CFPB leadership remains uncertain despite another Trump administration court victory

Adjust Comment Print

In response, the White House named Mulvaney as the replacement for Cordray. He also wrote that there was nothing in Dodd-Frank that barred the head of OMB from also serving as acting director of the CFPB.

English, who has been with the CFPB since its 2011 inception, subsequently lobbed a lawsuit and engaged in some public sparring with Mulvaney, a longtime critic of the bureau he now heads. The CFPB's previous Director, Richard Cordray, resigned effective at midnight on the day after Thanksgiving: Friday, November 24, 2017. But he had previously indicated English would appeal, saying that "I think everyone understands this court is not the final stop, this judge does not have the final word on what happens in this controversy".

A federal court this week rejected English's argument, leading her to file a further challenge with the U.S. Court of Appeals for the District of Columbia Circuit.

English filed the suit in the U.S. District Court of DC on Sunday in order to block Mulvaney from taking over, an action directed by President Donald Trump, the Washington Post reports.

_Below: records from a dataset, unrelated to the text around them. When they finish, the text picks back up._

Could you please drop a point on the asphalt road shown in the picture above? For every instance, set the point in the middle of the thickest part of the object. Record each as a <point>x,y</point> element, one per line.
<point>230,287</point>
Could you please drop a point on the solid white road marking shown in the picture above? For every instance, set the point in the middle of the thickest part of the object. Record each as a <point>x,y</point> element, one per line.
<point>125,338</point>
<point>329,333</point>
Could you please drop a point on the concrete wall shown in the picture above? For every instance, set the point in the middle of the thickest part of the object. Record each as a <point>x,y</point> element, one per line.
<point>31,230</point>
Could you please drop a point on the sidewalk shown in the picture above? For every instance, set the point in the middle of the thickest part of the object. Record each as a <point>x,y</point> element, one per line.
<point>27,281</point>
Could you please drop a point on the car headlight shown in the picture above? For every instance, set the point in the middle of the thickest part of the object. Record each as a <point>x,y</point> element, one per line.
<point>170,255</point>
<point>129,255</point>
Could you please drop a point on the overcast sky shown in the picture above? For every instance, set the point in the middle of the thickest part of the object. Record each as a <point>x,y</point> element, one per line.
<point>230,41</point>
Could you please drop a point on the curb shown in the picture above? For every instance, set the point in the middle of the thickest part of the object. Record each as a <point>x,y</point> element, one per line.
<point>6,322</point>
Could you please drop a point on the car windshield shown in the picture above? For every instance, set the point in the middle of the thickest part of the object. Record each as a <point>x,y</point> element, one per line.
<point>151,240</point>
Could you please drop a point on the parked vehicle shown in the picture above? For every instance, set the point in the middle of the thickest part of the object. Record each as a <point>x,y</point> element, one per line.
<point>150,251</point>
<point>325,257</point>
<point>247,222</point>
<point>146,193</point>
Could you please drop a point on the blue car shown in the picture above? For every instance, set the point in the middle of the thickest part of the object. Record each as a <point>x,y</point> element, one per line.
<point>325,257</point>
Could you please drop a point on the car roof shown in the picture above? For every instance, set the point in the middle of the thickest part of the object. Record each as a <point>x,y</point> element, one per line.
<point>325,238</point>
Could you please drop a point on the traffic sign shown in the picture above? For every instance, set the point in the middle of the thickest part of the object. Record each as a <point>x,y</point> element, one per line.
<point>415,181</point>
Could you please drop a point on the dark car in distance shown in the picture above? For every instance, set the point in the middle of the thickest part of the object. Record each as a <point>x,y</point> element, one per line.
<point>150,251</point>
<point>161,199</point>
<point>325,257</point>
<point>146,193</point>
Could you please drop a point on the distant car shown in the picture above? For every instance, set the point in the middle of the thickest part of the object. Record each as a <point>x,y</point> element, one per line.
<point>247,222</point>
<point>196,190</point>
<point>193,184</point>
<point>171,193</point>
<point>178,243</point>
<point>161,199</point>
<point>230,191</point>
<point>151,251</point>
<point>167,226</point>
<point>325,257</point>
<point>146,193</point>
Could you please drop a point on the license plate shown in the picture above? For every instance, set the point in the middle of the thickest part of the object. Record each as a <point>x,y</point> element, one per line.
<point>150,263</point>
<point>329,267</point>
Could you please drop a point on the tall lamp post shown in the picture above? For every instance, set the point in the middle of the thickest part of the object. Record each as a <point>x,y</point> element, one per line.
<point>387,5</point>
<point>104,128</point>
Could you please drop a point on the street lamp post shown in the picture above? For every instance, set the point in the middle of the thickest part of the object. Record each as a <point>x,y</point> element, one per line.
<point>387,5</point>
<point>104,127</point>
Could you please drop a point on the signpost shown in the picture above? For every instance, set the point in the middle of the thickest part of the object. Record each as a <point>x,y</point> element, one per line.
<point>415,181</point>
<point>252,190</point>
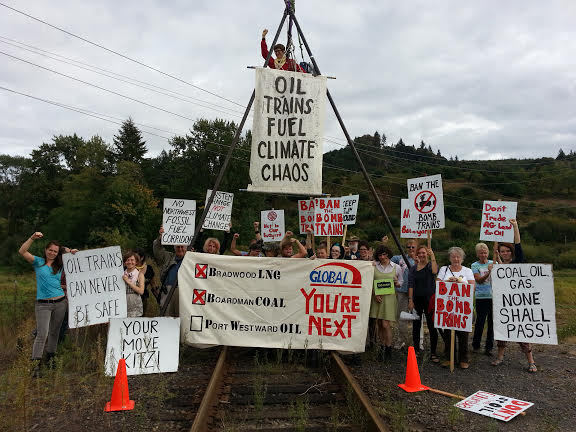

Chelsea Manning files to run for US Senate in Maryland
In July, she dissented Trump's choice to forbid transgender individuals from the military at a rally at the White House. In his statement, Obama said that Manning's sentence was "disproportionate" to those faced by other whistleblowers.


English's attorney, Deepak Gupta, promptly blasted Kelly's ruling and expressed concern over Mulvaney's intentions to drastically curtail the bureau's authority, noting his history of siding with big banks over consumers. English then filed the motion for a preliminary injunction to block Mulvaney's appointment, and Kelly heard arguments on December 22.

Trump has yet to name a permanent CFPB director, and Mulvaney has said he expects to be in the interim role for up to seven months. At the time even the CFPB's own general counsel said the law was on the President's side, but it was clear that a protracted legal battle lay ahead. He did not say if or when they would appeal. "Mr. Mulvaney's appointment undermines the Bureau's independence and threatens its mission to protect American consumers". "Granting English an injunction would not bring about more clarity; it would only serve to muddy the waters".

Department of Justice spokeswoman Lauren Ehrsam told Law360, "We are pleased the court vindicated the President's authority to appoint Mick Mulvaney as Acting Director of CFPB, finding that Ms".

"Because the court has determined that English is not likely to succeed on the merits, the balance of the equities would necessarily weigh against granting her an injunction", Kelly said in his opinion.